Bei Sportwetten sollen bundesweit an private Anbieter sieben Konzessionen vergeben werden. Deren Wirkung soll nach fünf Jahren überprüft werden. Die Eckpunkte werden von 15 Ländern unterstützt, Schleswig-Holstein geht einen eigenen Weg.

Sachsen hatte zuvor bei der Neuregelung des Glücksspielmarktes notfalls eine separate Regelung zusammen mit Hessen und Schleswig-Holstein in Erwägung gezogen. „Es geht darum, das Staatseinkommen in diesem Bereich zu sichern“, sagte der Chef der Staatskanzlei, Johannes Beermann (CDU), der Nachrichtenagentur dpa. Sportwetten sollten  konzessioniert werden, um sie aus der Illegalität zu holen und dem Staat verlässliche Einnahmen zu sichern.
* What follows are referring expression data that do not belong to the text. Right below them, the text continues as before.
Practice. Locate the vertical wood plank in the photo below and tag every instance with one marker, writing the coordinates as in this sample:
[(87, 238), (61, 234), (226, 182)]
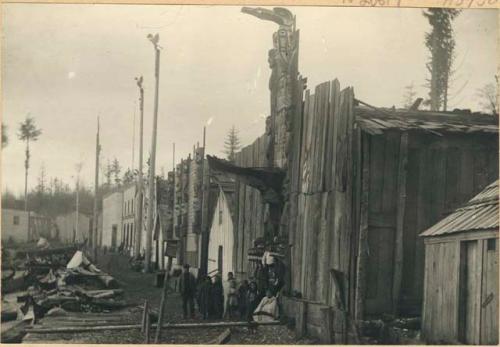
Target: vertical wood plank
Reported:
[(400, 215), (363, 231)]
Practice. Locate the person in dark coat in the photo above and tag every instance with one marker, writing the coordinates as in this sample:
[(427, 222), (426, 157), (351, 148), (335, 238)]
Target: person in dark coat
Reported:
[(187, 286), (261, 278), (217, 297), (204, 299), (242, 299), (253, 299)]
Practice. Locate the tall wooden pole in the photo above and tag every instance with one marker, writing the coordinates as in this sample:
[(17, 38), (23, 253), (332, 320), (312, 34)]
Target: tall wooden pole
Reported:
[(204, 210), (140, 183), (151, 205), (169, 264), (77, 214), (96, 192)]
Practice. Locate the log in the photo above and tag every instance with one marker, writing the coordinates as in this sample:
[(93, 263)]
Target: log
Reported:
[(162, 307), (222, 339), (37, 330), (14, 333)]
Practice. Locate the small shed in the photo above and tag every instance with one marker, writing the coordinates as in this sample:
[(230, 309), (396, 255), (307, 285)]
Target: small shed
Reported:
[(461, 274), (221, 256)]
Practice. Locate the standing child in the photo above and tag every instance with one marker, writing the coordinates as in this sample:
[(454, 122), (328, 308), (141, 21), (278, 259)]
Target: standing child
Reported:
[(232, 300)]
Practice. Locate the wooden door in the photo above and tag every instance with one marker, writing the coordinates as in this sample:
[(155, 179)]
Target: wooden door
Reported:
[(472, 294), (489, 293), (219, 260)]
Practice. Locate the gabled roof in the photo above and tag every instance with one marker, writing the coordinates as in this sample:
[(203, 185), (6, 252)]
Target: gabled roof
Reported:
[(480, 213), (377, 120)]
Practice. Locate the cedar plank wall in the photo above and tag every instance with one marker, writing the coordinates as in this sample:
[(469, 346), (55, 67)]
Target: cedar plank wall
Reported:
[(443, 172), (250, 208), (323, 219)]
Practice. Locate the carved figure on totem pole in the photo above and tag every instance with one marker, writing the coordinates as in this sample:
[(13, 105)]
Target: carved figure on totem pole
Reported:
[(283, 62)]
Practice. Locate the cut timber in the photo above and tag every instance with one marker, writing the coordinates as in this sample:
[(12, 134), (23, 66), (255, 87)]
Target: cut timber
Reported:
[(37, 330), (400, 213), (13, 332), (223, 338)]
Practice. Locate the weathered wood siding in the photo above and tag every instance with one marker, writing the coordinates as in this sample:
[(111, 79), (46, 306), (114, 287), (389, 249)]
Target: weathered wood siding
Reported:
[(250, 208), (442, 172), (442, 264), (321, 222), (461, 289)]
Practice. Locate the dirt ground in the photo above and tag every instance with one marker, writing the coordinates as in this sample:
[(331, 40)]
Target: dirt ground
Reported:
[(139, 287)]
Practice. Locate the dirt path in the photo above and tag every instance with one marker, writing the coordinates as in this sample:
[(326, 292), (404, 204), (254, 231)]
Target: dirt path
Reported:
[(139, 287)]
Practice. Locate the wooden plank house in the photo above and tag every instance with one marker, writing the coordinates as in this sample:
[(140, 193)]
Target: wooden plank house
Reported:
[(363, 183), (461, 274)]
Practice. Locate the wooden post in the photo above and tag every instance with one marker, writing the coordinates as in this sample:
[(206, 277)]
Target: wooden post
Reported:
[(148, 328), (145, 313), (363, 230), (162, 308), (140, 183), (96, 193), (327, 326), (152, 202), (400, 213), (204, 211)]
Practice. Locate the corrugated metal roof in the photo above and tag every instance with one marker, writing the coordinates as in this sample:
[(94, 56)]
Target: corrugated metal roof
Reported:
[(480, 213), (376, 120)]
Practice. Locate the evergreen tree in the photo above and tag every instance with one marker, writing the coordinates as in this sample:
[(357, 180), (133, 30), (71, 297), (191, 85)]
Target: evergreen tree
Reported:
[(440, 42), (231, 144), (128, 176), (116, 169), (489, 98), (409, 95), (28, 132)]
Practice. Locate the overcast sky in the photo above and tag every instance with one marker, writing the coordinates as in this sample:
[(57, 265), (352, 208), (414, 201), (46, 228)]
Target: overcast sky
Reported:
[(67, 64)]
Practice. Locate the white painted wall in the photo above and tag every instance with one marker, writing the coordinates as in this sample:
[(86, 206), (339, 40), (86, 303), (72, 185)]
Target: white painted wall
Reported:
[(19, 231), (112, 205), (66, 225), (221, 234)]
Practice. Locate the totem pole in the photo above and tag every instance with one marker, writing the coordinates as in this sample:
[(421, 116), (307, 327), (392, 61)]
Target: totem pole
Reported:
[(285, 105), (283, 61)]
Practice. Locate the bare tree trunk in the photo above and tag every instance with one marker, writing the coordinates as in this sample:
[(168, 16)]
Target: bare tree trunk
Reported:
[(152, 202), (26, 167), (139, 204)]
Seinen Vorstellungen zufolge könnten zehn bis zwölf Anbieter Konzessionen erhalten. „Wir sollten lieber ein Ventil aufmachen, statt Sportwetten in die Illegalität zu drängen“, sagte Beermann.

Der aktuelle Glücksspiel-Staatsvertrag läuft Ende des Jahres aus. Der Vertrag muss nach einem Urteil des Europäischen Gerichtshofs neu gefasst werden. Demnach ist ein staatliches Monopol nur zulässig, wenn es die Suchtgefahr bei allen Spielarten konsequent bekämpft. Für die Sportwetten gibt es derzeit keine einheitliche Regelung.